6. Section 28 primarily deals with the recovery of duty or erroneous refund. While introducing the facility of deemed conclusion, enabling provision was made for payment of interest and/or penalty. Therefore, all such SCNs or cases which involve duty, interest and/or payment of penalty shall be covered by the above clarification. Further, it may be noted that the cases involving seizure of goods under Section 110 of the Customs Act, or cases where confiscation provisions under sections 111, 113, 115, 118, 119, 120 and 121 are invoked, would be out of purview of this Circular.”

Without a threadbare analysis of the relevant portion of the clarificatory Circular as noted above it can be said that the Circular in unambiguous terms clarified that other person implies that other person to which no demand of duty is raised with notice served under Section 1 or sub-Section 4 of Section 28, as the case me be. Hence the Appellant’s case squarely covered under provision. Since it was a co-notice to whom no demand notice was made but notice under Section 28 was served. Ambiguity arises because of the fact that at the end of para 6 it was noted that case involving seizure of goods under Section 110 of the Customs Act or cases where confiscation proceedings are involved, would be out of the purview of this Circular. Apart from the fact that the said Circular was held in Rohit Sakhuja case (supra) as clarificatory and cannot supersede and legislative intent of the Act, the addition of provision concerning seizure and confiscation could only held to be applicable in cases where Section 135(A) and 140 of the Customs Act were invoked and it has no bearing on simple duty demand and penalty upon adjudication of a proceeding on mis-declaration.

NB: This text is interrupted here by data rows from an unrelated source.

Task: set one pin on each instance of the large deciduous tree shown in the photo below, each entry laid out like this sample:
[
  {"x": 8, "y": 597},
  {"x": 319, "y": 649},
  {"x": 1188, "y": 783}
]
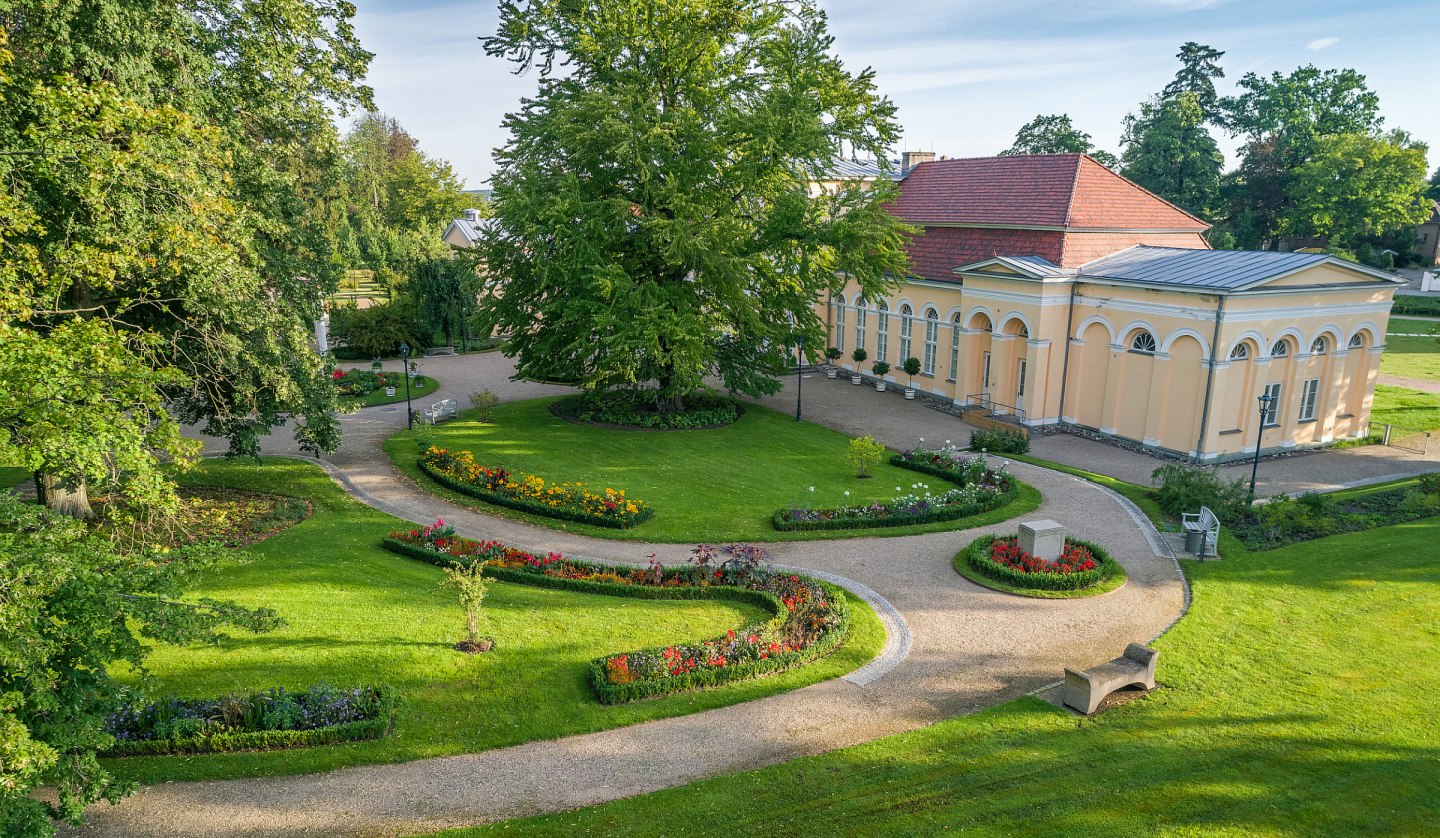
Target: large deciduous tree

Be that as it may, the said Circular has not personified any violator individually since it had categorically stated that cases involving seizer and confiscation would be out of the purview of the Circular and therefore the order passed by the Commissioner in allowing the benefit contained in Section 28(6)(i) to the importer company and its Managing Director and denying the same to the Appellant who is charged under same penal provisions under Section 112, 114(A), 114(A)(A) in the same case is unsustainable in law and equity. Hence the order.

ORDER

8. The appeal is allowed and order passed by the Commissioner of Customs (Import-I), New Custom House, Mumbai vide Order-in-Original CAO No. 19/2019-20 dated 21.05.2019 imposing penalty of Rs.50,000/- on the Appellant is hereby set aside.